Total UK CRE investment volumes reach £50bn in 2024

BNP Paribas Real Estate, part of the BNP Paribas Group, a global leader in financial services, has announced that total commercial real estate investment volumes reached £50bn in 2024.

According to data shared this week, the £50bn figure represents an 23% increase on the 2023 close of £41bn.

The latest 2024 sector specific breakdown is as follows:

  • Retail saw volume rise by a third to almost £9.1bn, securing its biggest year since 2021, due to strong retail park demand and a number of shopping centre deals
  • Residential (including senior living and care homes) recorded a 10% uptick
  • Hotels recorded its highest annual volume in six years due to London portfolio activity
  • Offices decreased 6% to £9.5bn as liquidity challenges continued to impact large lot sizes
  • Thanks to a very strong Q4, industrial & logistics rose 13% and ended the year just below the 10 year average

Charlie Tattersall, Capital Markets Research at BNP Paribas Real Estate commented: “2024 saw a welcome improvement in investment market conditions, but stubborn inflation and recent bond market turmoil have served as a reminder that the recovery will be bumpy.

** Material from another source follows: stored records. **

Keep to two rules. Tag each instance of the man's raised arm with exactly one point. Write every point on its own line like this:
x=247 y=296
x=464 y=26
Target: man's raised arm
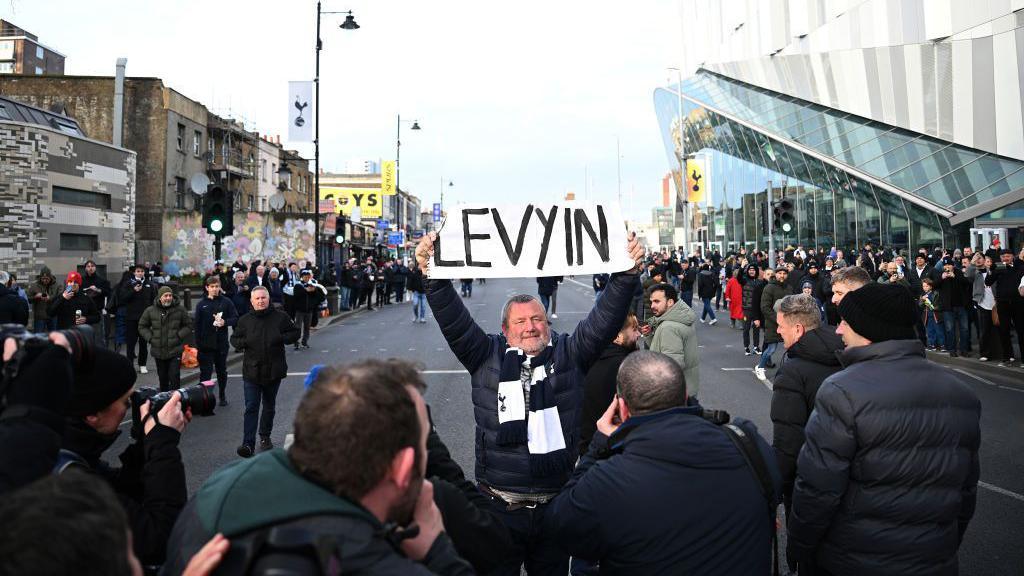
x=605 y=319
x=469 y=342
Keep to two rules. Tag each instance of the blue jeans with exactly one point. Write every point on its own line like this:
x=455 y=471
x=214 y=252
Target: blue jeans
x=419 y=305
x=766 y=355
x=530 y=545
x=708 y=310
x=345 y=295
x=255 y=395
x=952 y=319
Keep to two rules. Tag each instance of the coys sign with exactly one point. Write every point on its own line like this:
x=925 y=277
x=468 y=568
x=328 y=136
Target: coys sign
x=530 y=240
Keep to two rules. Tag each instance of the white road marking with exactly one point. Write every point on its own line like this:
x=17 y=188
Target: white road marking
x=1003 y=491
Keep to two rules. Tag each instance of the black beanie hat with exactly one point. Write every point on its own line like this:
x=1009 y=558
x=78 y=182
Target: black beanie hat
x=98 y=382
x=880 y=312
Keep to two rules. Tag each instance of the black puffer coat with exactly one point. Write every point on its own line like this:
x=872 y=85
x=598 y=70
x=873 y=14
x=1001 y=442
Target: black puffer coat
x=805 y=365
x=507 y=467
x=888 y=477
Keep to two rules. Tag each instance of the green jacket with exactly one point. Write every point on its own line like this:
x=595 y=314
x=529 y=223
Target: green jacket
x=674 y=335
x=167 y=329
x=773 y=292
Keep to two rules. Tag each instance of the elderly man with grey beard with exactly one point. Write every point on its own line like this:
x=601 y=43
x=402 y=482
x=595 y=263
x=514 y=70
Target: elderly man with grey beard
x=527 y=385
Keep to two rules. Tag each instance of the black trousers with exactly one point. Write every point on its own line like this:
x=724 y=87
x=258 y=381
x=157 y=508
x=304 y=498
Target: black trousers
x=131 y=334
x=1011 y=316
x=207 y=361
x=169 y=373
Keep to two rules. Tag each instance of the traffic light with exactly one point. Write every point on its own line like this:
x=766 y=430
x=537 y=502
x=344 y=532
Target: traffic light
x=218 y=211
x=783 y=215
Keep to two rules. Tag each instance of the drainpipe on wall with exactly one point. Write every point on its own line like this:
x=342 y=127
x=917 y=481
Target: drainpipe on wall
x=119 y=101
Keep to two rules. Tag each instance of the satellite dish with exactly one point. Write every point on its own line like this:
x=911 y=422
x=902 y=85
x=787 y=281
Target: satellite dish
x=276 y=202
x=200 y=182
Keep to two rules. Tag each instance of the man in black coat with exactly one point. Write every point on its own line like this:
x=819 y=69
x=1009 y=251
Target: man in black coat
x=599 y=385
x=151 y=482
x=262 y=335
x=135 y=294
x=868 y=499
x=12 y=309
x=810 y=357
x=666 y=491
x=214 y=315
x=73 y=307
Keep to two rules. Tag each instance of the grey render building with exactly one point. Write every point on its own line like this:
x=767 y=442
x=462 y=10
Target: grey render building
x=898 y=122
x=64 y=198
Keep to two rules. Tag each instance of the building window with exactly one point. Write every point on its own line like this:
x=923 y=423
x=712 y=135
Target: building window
x=81 y=242
x=179 y=193
x=84 y=198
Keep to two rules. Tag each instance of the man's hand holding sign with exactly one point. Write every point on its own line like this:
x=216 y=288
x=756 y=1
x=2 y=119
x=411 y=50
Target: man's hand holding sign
x=566 y=239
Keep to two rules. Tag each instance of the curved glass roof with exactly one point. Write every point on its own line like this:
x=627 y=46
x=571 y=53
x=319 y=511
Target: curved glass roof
x=944 y=174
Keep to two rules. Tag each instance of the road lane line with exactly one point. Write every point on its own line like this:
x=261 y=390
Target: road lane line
x=1003 y=491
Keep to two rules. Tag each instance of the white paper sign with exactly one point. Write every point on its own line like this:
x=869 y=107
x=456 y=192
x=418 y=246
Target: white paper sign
x=530 y=240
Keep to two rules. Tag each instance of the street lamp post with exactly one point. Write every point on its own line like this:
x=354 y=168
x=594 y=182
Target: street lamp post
x=349 y=24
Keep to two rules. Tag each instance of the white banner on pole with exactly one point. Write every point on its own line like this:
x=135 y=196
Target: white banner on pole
x=529 y=241
x=300 y=111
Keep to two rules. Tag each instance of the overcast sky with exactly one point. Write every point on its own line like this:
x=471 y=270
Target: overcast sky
x=516 y=100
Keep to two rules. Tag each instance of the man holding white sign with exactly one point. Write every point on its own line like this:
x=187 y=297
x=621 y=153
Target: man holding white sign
x=527 y=381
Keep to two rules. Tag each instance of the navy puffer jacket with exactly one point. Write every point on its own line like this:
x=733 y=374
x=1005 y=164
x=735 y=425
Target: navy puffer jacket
x=507 y=467
x=887 y=479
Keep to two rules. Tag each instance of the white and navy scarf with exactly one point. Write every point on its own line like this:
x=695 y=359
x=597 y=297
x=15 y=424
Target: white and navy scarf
x=541 y=428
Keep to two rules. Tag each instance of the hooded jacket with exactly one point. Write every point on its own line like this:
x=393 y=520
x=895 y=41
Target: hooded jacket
x=49 y=291
x=167 y=329
x=673 y=334
x=887 y=480
x=675 y=496
x=246 y=498
x=773 y=292
x=805 y=365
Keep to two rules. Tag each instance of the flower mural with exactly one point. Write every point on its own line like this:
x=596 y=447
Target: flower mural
x=188 y=249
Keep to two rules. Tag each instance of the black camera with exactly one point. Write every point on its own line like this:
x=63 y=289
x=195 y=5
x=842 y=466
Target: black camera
x=199 y=398
x=31 y=344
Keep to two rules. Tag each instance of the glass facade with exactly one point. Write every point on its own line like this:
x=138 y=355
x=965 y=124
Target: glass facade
x=835 y=203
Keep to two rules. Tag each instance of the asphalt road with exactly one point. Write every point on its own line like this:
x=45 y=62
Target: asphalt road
x=992 y=543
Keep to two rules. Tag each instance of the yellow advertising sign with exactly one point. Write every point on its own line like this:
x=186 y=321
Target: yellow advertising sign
x=370 y=201
x=389 y=177
x=694 y=181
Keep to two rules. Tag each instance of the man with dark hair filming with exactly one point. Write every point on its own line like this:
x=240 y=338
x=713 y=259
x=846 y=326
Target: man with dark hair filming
x=665 y=491
x=527 y=378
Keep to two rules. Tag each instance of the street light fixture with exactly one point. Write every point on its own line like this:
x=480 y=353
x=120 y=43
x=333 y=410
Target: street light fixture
x=349 y=24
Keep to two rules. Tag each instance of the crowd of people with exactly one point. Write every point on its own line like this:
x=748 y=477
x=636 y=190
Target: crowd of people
x=593 y=453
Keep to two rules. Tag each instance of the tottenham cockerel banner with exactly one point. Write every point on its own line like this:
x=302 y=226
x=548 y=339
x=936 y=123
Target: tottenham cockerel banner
x=530 y=240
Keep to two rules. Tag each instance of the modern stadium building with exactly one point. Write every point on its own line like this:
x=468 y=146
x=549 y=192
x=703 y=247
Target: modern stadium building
x=898 y=122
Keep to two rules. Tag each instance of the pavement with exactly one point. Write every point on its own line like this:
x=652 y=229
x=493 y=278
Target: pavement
x=991 y=544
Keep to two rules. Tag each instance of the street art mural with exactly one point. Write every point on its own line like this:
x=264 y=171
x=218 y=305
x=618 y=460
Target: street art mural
x=188 y=249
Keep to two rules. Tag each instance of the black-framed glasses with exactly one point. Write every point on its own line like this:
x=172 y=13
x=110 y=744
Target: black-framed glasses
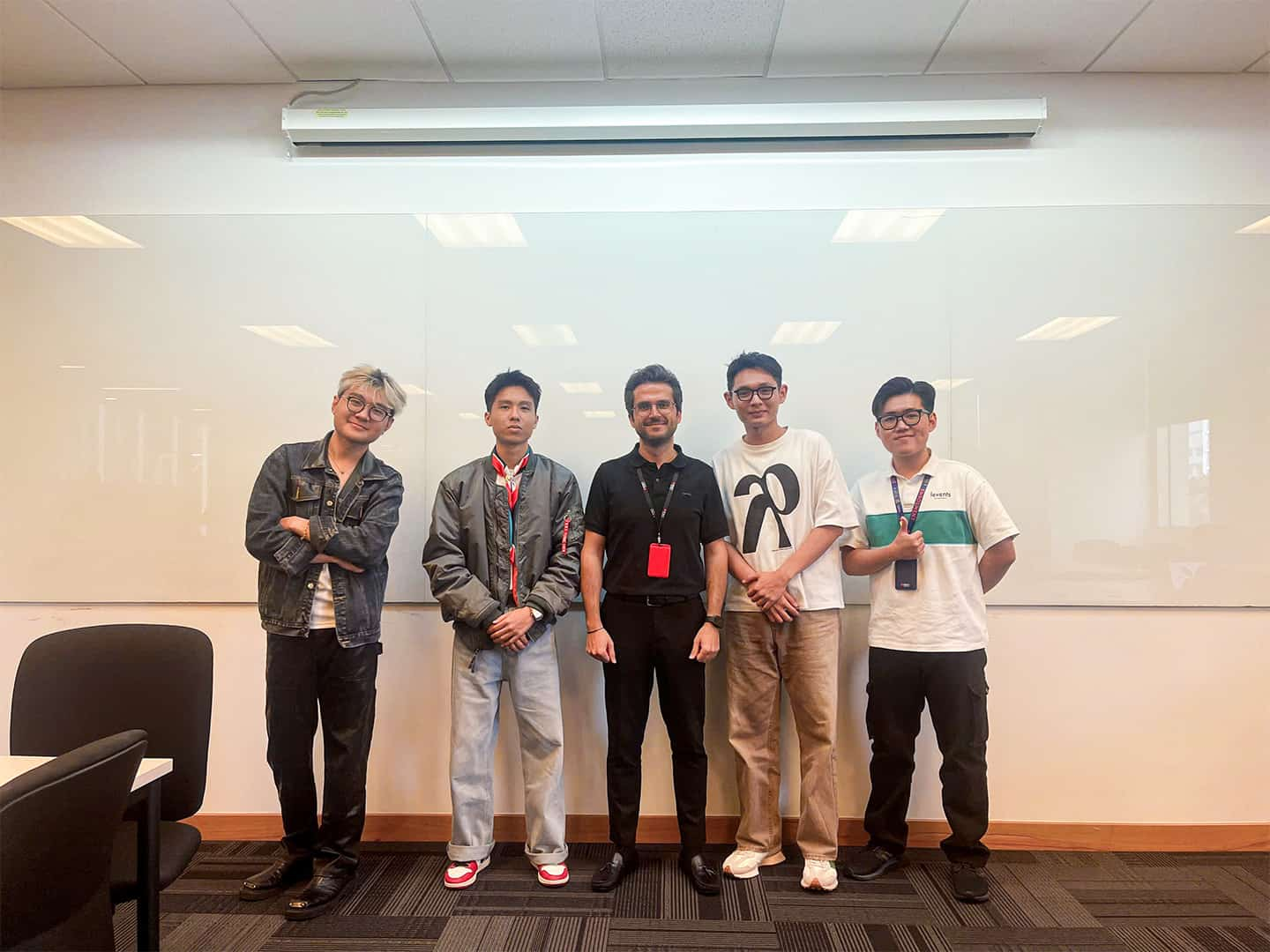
x=357 y=403
x=747 y=394
x=911 y=418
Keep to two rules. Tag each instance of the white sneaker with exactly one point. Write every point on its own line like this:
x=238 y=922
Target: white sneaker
x=553 y=874
x=743 y=863
x=819 y=874
x=462 y=874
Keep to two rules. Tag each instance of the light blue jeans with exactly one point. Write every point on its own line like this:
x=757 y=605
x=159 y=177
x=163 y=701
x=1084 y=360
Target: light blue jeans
x=475 y=683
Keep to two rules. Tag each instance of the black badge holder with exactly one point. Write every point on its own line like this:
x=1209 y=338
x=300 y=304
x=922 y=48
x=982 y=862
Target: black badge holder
x=906 y=569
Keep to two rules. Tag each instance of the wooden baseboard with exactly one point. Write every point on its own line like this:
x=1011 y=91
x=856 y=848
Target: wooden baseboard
x=594 y=828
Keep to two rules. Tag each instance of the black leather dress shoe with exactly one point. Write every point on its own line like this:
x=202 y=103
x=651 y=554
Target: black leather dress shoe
x=318 y=895
x=612 y=873
x=270 y=882
x=704 y=877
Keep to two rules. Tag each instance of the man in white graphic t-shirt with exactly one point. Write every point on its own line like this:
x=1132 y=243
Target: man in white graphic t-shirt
x=923 y=524
x=788 y=505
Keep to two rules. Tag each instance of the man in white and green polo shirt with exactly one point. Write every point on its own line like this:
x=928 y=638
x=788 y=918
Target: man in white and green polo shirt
x=923 y=524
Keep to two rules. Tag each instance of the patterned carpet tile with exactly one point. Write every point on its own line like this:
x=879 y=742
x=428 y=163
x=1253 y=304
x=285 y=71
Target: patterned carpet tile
x=1041 y=903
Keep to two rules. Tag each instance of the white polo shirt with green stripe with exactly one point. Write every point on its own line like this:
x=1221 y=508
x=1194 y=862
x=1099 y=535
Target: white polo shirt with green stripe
x=960 y=516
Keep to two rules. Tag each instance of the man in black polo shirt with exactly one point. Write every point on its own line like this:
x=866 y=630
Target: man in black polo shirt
x=652 y=513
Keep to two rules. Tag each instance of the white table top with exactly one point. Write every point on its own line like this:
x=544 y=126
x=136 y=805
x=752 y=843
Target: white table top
x=152 y=768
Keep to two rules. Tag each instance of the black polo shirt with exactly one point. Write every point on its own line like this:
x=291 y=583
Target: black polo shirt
x=617 y=510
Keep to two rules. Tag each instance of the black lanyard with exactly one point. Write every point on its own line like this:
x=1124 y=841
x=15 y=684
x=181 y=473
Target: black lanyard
x=917 y=502
x=657 y=519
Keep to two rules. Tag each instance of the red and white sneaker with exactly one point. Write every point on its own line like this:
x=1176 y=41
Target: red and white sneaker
x=461 y=874
x=553 y=874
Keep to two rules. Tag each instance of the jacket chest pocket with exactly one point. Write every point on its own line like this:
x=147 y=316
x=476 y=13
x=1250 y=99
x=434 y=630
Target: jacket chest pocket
x=351 y=512
x=305 y=494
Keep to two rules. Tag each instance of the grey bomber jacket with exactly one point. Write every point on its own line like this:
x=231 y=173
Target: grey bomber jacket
x=469 y=545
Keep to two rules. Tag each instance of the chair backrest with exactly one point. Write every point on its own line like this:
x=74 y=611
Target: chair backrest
x=79 y=684
x=58 y=824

“Investors are increasingly aware of the inherent opportunity the UK’s leasing market offers to those targeting above-inflation income growth. There is capital ready to deploy and they are looking for a reason to invest, but ultimately greater pricing transparency will be the driving force behind this.”

UK

Simon Williams, Head of National Markets at BNP Paribas Real Estate commented: “We’re in unprecedented territory, a new cycle overlayed with structural shifts in real estate fundamentals.

“The continued demand for high-quality rental stock in the beds sector is a noteworthy trend, with build-to-rent schemes offering investors a stable, long-term opportunity in urban centres. As affordability concerns persist, we expect rental demand to remain strong, supported by ongoing urbanization and housing shortages.

“Industrial and logistics is seeing rental growth continuing to moderate from record highs, but it also remains underpinned by ongoing growth in e-commerce and supply chain optimisation.

“The office markets present a more nuanced picture. While the sector is undergoing a significant transformation, the demand for flexible, sustainable, and well-located spaces is rising. The integration of AI into real estate, particularly in how occupiers evaluate office space, is another trend to watch—helping businesses optimize their portfolios and improve operational efficiency.

“Retail, in particular retail parks, has seen strong year-on-year rise in activity as wage growth and disposable incomes continue rising in real terms. I suspect we’ll see a lot more transactions coming through on this side as investors look to reposition portfolios away from global uncertainty and increase exposure to resilient consumer demand.

Central London

Central London investment totalled £9.2bn last year, with offices making up just under 56% of the total – below the post-GFC average of 70%. However, across the office leasing markets, vacancy rates are stabilising at 10.1% and prime rents held in the City and West End at £82.50 and £160 respectively.

Fergus Keane, Head of Central London Investment at BNP Paribas Real Estate commented: “2024 marked another challenging year for the Central London investment market with office turnover still circa 60% below the long-term average despite a strong 36% year-on-year uptick in volume in Q4. The cost of debt finance has been a significant factor in restricting the market for large lot sizes, and this, as expected, has had a bigger impact on the City.

“Despite this, there continues to be improving investor demand for Central London offices with investors eager to take advantage of historically low pricing. Investor optimism can be attributed to continued occupational rental growth, with prime rents forecasted to grow further amidst a backdrop of constrained supply.

“Nevertheless, the cost of debt will continue to be a key influence on investor sentiment in 2025. Growing concerns over inflation shows we can no longer rely on rate cuts to stimulate liquidity, and the recent turmoil in bond markets shows us that caution is essential. However, for those who remain keen to deploy capital, this arguably extends the window of opportunity as yields stay higher for longer.

“Overall, this year, we expect to see continued activity in the smaller lot size bracket until the cost of debt comes down with an active focus on buildings in core locations close to major transport hubs. For those entrepreneurial investors looking at larger ticket sizes, the buyer side window has been elongated due to concerns around market sentiment. Now that we’re on the other side of this and in a more positive trajectory, the time to deploy capital is now.”